For example, comparisons between classification accuracies for image recognition after using PCA or LDA show that PCA tends to outperform LDA if the number of samples per class is relatively small (PCA vs. LDA, A.M. Martinez et al., 2001).
In practice, it is also not uncommon to use both LDA and PCA in combination: E.g., PCA for dimensionality reduction followed by an LDA.
Let's assume that our goal is to reduce the dimensions of a $d$-dimensional dataset by projecting it onto a $(k)$-dimensional subspace (where $k\;<\;d$). So, how do we know what size we should choose for $k$ ($k$ = the number of dimensions of the new feature subspace), and how do we know if we have a feature space that represents our data "well"?

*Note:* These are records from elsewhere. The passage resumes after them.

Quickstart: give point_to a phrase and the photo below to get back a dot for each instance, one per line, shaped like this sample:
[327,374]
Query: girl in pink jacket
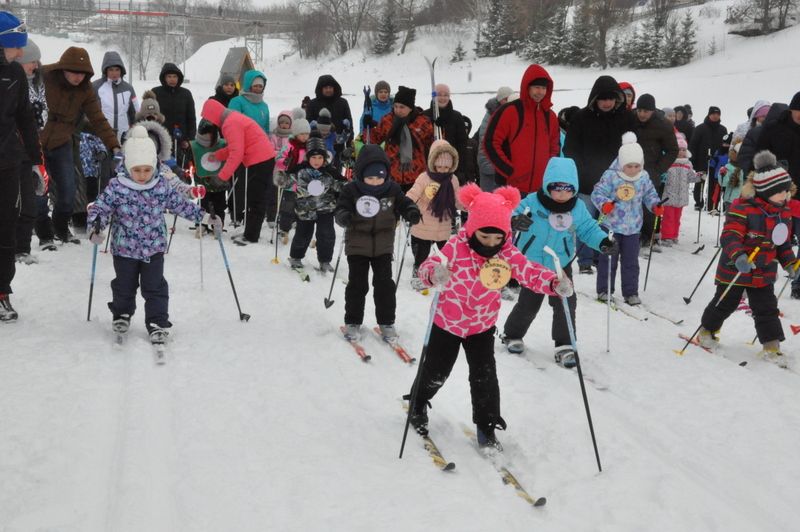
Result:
[247,145]
[473,267]
[436,194]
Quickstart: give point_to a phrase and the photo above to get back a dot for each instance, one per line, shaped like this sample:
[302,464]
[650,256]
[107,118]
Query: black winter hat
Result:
[795,103]
[405,96]
[646,102]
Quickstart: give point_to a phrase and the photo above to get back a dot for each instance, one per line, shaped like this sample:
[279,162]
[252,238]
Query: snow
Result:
[276,424]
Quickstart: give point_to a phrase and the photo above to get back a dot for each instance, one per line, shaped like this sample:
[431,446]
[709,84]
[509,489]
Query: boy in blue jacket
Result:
[553,217]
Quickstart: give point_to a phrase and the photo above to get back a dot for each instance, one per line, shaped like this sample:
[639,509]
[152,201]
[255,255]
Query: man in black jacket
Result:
[593,140]
[704,144]
[177,106]
[660,146]
[18,139]
[450,124]
[329,96]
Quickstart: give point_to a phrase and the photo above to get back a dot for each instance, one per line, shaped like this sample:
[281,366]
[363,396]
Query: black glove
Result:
[608,246]
[521,222]
[412,215]
[343,218]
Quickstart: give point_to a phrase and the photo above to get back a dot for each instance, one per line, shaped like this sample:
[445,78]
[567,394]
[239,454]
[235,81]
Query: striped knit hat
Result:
[768,177]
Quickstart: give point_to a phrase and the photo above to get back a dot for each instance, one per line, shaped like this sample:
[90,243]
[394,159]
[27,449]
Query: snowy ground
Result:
[276,425]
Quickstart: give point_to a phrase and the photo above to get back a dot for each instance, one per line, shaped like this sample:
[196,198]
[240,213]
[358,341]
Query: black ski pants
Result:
[155,290]
[528,305]
[440,358]
[763,303]
[383,289]
[326,237]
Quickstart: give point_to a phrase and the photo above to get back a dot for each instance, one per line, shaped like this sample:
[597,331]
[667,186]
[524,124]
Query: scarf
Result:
[252,97]
[552,205]
[443,204]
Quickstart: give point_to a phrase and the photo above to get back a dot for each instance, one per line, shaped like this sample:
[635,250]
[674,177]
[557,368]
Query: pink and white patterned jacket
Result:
[465,306]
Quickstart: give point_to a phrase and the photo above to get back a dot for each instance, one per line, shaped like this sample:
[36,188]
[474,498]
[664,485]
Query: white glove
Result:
[562,286]
[440,274]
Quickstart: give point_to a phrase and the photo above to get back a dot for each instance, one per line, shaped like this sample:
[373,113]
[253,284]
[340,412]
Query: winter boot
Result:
[352,332]
[388,333]
[486,436]
[771,351]
[515,346]
[7,312]
[158,335]
[707,338]
[565,356]
[633,300]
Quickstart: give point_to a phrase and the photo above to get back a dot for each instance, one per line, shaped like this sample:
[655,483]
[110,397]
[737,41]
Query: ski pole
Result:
[412,401]
[218,232]
[275,229]
[574,342]
[750,259]
[402,258]
[688,300]
[94,270]
[783,289]
[652,241]
[328,301]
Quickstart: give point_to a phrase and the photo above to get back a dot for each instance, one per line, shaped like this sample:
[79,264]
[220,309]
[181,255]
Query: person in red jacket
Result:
[524,134]
[248,145]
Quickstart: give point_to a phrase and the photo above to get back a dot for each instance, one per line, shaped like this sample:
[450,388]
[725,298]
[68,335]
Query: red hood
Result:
[533,72]
[212,111]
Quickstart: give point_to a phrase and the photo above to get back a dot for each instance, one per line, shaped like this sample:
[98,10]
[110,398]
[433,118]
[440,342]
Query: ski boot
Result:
[7,312]
[707,338]
[486,436]
[565,356]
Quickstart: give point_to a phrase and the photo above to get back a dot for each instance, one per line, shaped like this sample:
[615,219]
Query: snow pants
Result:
[528,305]
[155,290]
[629,272]
[763,303]
[441,356]
[326,237]
[383,289]
[9,212]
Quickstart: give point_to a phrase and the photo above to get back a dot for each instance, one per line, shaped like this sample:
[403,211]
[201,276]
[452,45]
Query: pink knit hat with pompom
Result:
[489,209]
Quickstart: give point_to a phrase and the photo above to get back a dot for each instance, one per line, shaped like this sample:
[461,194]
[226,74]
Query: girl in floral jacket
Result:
[472,268]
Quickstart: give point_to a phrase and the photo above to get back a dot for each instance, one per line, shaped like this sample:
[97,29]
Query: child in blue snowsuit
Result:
[554,217]
[137,198]
[619,196]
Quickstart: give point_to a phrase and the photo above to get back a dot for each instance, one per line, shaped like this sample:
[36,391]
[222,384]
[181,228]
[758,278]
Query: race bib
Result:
[560,221]
[780,234]
[626,192]
[368,206]
[209,165]
[315,188]
[495,274]
[431,190]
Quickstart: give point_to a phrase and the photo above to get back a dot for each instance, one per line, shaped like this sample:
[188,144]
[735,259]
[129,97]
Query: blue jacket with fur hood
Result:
[554,228]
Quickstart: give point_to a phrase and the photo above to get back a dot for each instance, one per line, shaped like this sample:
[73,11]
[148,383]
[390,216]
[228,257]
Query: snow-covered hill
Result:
[275,424]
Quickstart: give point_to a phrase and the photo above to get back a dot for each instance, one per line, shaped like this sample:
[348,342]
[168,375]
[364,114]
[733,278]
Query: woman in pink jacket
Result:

Later, we will compute eigenvectors (the components) from our data set and collect them in a so-called scatter-matrices (i.e., the in-between-class scatter matrix and within-class scatter matrix).
Each of these eigenvectors is associated with an eigenvalue, which tells us about the "length" or "magnitude" of the eigenvectors.
If we would observe that all eigenvalues have a similar magnitude, then this may be a good indicator that our data is already projected on a "good" feature space.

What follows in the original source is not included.